吹っ飛んだ鬼人へ追いすがり秘色が間合いを詰めていた。至近距離からスコーピオンをフルオート射撃させ弾丸を吐き出しながら突っ込み。側面に踏み込んで小太刀で流し斬る。
「成敗!」
血飛沫が飛んだ。だが鬼人は頑強だ。みるみるうちに傷口が再生してゆく。
蓮沼、増田、八神が駆けだす。瓜生、ナオ、リオンはターゲットを合わせて別の鬼人へと射撃を集中させる。エンチャントされた四連の閃光が爆裂し、二連の豪矢が突き刺さり、猛射された弾丸が鬼人の肉体を抉ってゆく。血塗れになって鬼人が吹き飛び、動かなくなった。
「私の前で倒れることは許しませんわよ」
ラピスは雷へと練成治療を二重に発動させる。痛みが引き細胞が再生していった。

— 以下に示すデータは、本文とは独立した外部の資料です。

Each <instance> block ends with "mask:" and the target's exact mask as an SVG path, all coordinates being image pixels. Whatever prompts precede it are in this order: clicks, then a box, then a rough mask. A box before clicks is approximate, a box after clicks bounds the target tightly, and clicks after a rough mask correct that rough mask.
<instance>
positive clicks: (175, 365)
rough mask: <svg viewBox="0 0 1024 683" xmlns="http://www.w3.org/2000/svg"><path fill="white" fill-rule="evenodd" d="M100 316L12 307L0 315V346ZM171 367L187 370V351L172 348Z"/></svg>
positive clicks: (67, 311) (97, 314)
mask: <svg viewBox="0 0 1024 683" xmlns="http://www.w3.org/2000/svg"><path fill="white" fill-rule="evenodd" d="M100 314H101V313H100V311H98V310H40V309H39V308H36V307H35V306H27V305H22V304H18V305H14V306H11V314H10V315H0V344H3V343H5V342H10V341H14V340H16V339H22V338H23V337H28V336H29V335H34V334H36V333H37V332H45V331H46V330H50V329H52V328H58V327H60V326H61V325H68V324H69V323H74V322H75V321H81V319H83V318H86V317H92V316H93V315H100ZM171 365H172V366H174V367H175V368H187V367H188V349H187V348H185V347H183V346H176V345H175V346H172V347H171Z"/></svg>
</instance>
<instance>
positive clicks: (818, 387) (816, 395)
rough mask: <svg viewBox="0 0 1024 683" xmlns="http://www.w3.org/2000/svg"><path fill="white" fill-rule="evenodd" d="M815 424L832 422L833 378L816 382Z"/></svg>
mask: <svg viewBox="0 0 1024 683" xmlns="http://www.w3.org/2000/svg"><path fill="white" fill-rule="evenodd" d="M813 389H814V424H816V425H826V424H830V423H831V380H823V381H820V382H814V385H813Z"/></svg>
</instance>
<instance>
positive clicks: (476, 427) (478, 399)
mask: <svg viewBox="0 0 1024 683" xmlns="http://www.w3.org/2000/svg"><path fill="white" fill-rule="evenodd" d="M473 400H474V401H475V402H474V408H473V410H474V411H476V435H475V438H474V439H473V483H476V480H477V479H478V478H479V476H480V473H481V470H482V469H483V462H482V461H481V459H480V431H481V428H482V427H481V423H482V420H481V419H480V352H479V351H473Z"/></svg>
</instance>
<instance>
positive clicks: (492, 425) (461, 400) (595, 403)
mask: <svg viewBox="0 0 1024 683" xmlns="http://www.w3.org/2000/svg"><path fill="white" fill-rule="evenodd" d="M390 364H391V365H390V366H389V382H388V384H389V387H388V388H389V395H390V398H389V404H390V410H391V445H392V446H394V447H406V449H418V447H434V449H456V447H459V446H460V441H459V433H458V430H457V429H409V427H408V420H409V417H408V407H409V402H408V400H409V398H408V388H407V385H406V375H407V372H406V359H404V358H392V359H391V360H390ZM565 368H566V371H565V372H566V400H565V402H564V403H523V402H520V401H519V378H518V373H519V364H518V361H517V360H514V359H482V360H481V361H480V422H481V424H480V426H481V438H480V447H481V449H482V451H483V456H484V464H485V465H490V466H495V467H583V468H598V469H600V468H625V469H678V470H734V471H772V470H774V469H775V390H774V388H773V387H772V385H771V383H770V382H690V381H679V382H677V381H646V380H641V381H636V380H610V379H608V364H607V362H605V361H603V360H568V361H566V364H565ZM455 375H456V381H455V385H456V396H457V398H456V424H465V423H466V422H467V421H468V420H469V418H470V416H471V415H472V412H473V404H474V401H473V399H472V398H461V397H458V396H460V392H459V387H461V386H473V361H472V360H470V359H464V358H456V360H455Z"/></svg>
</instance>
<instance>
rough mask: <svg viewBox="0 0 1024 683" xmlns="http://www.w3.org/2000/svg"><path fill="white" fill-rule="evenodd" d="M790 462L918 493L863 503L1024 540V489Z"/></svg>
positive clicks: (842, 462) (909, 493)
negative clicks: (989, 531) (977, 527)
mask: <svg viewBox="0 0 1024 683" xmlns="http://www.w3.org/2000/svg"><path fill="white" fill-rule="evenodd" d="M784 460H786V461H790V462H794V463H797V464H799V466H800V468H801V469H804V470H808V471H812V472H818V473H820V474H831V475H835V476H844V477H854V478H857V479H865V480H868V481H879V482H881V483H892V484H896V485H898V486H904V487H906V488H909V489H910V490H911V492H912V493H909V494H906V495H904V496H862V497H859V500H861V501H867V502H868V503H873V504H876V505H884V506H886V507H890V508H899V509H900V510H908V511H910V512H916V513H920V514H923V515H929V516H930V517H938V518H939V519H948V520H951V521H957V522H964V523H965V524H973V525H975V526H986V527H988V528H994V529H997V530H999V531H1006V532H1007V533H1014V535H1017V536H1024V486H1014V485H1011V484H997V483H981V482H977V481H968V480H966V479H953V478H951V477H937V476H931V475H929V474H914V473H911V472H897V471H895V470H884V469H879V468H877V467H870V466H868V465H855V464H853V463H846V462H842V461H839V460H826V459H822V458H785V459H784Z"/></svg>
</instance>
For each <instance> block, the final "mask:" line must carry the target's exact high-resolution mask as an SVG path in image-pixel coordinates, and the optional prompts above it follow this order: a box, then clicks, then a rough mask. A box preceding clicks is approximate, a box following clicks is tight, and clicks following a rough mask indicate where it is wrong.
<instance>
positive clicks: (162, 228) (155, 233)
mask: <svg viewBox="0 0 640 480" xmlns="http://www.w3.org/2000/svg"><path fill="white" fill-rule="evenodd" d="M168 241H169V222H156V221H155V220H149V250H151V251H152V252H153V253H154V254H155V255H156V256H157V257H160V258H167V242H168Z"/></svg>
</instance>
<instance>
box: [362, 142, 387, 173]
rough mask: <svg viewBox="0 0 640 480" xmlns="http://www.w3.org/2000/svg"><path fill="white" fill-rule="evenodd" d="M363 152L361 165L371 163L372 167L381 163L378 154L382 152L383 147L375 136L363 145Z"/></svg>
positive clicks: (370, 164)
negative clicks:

秘色はスコーピオンを連射する。鬼人は横に動いて軸を外して回避し、剣を振るう。肩をかすめ斬られた。血飛沫が飛ぶ。雷が突っ込み、横合いからコンユンクシオの切っ先を突き出した。鬼人はスウェーして回避する。体勢が崩れた所へ秘色がスコーピオンを猛射し、弾丸を叩き込んだ。
そこへ蓮沼、増田、八神が突っ込んできた。
「再生する間もないくらい、素早く倒してやらぁっ」
「擂り潰してやる!」
怒涛の如く三人の剣士によって十二連の刃が振るわれ、鬼人は滅多斬りにされ血飛沫をあげながら倒れる。ラピスは秘色へと練成治療を発動させた。肩の傷が癒えてゆく。
最後の鬼人は背を向け逃走に移るも、後背から瓜生のエネルギーガンとナオの弓、リオンの拳銃と、秘色のスコーピオン、ラピスの超機械が襲いかかる。烈光が閃き、矢が音速を超えて突き刺さり、弾丸が次々と撃ちこまれ、蒼光の電磁嵐が荒れ狂う。圧倒的な破壊力の前に細胞を再生する間もなく絶命し、倒れた。
「皆さん、援護にきたのですよ〜!」
アサルトライフルを構えてシエラがホールに飛び込んできた。
「‥‥あれ?」
途中の罠に少しひっかかったのか、多少煤けてる少女はきょろきょろと周囲を見回す。
「もしかしてっ、もう終わっちゃってますか〜?!」
一同は少女を見てこくりと頷いたのだった。
かくて洞窟の鬼人は退治され、マドラガンの町を取り囲む脅威はまた一つ減少した。
しかしキメラの数は無数であり。町にはまだ脅威が残っているのが現状だ。
だが別の脅威に関してはまた別の話であり、洞窟の鬼人にまつわる物語は、これにて一巻の終わりとさせていただこう。